Ainsi je n’ai jamais entendu une quelconque météorologue, même ceux qui officient à la télévision ou à la radio, dire : « Attention, nous venons d’apprendre que tel papillon a battu des ailes à Marbella. N’allez pas dans six mois à Phuket, car un cyclone va s’y produire. » Personne ne dit une telle absurdité.
En stratégie d’entreprises, parfois oui ! Cela s’appelle la théorie des signaux faibles et s’inspire directement du battement d’ailes de papillon.
Bon nombre d’entreprises, avec l’appui de consultants spécialisés, cherchent à repérer des papillons qui ont décidé de battre des ailes différemment et en tire des conclusions sur la transformation de leurs marchés.
Or, oui, il est vrai que, comme pour la météo, une faible modification dans la situation actuelle peut provoquer une transformation à terme, mais cette transformation est imprévisible et aléatoire : trop de papillons, trop de battements, trop d’incertitudes.
Car, comment le repérer le bon papillon, celui dont le battement d’aile sera fatal ? Vous avez devant vous la planète entière avec des papillons de partout, où est le bon ?
Alors je propose une grande économie collective : arrêtons de passer son temps à chasser les papillons de signaux faibles, et préoccupons-nous un peu plus des vraies ruptures, et des cygnes noirs, ces événements improbables, mais à effet disruptif !

2 commentaires:

Unknown a dit…

Tout a fait d'accord que souvent les dirigeants s'attachent a detecter des signaux faibles ce qui les empeche de considerer des changements massifs possibles. Cet effet tunnel qui oublie les consequences des modes communs, en particulier, est nefaste.
Cependant, les "cygnes noirs" proviennent bien du caractere complexe du systeme, represente par l'image du papillon. Il est inutile de faire la chasse aux papillons mais mieux vaut etre au courant qu'un systeme complexe a des reactions qui suivent une distribution aleatoire "a longue queue", ou des evenements rares mais massifs dominent les changements du systeme sur le long terme.

Yann a dit…

Étonnement la vulgarisation du terme "effet papillon" lui donne souvent un sens opposé à ce qu'il signifie.

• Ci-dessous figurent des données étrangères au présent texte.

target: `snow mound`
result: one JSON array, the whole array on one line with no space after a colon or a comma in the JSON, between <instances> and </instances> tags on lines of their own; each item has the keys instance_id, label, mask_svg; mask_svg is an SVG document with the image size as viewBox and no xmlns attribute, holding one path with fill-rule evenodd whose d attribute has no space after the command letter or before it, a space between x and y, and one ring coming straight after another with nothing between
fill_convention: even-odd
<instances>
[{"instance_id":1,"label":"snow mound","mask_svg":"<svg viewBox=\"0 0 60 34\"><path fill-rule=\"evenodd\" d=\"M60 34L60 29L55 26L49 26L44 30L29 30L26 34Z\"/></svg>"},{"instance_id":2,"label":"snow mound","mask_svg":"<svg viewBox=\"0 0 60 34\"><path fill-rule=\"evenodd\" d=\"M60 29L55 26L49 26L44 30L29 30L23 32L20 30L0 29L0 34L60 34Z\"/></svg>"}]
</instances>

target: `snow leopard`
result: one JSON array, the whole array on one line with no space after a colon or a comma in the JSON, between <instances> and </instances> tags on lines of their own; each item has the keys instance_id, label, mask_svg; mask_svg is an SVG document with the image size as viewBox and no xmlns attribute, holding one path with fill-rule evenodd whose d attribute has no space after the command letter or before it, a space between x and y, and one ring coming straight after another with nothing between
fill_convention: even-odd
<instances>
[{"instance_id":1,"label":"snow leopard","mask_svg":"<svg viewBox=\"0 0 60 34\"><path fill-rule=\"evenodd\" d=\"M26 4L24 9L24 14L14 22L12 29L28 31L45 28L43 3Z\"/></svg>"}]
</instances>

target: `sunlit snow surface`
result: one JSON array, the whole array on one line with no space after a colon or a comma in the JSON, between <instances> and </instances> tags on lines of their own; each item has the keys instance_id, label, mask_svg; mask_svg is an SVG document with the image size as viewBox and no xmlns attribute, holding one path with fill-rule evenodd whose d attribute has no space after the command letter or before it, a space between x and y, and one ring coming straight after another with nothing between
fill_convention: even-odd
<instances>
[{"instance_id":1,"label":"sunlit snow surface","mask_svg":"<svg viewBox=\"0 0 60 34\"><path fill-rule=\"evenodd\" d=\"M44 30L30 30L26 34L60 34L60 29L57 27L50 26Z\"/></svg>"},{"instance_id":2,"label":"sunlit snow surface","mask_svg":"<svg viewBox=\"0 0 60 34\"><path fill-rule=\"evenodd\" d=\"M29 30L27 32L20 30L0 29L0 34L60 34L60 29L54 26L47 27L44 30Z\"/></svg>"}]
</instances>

Peut être à cause de la forme de son attracteur étrange E. Lorentz l'a baptisé "effet papillon".

Il voulait exprimer comme vous l'expliquez très bien dans votre article l'impossibilité de prévoir l'évolution d'un système "chaotique" a cause de la sensibilité extrême aux conditions initiales.

Alors que pour "le grand public" il devient bien souvent déterministe "le battement d'aile entraîne un cyclone". On retrouve le démon de Laplace, un comble!

La vulgarisation est un art difficile surtout quand on veut exprimer des réalités complexes souvent anti-intuitives.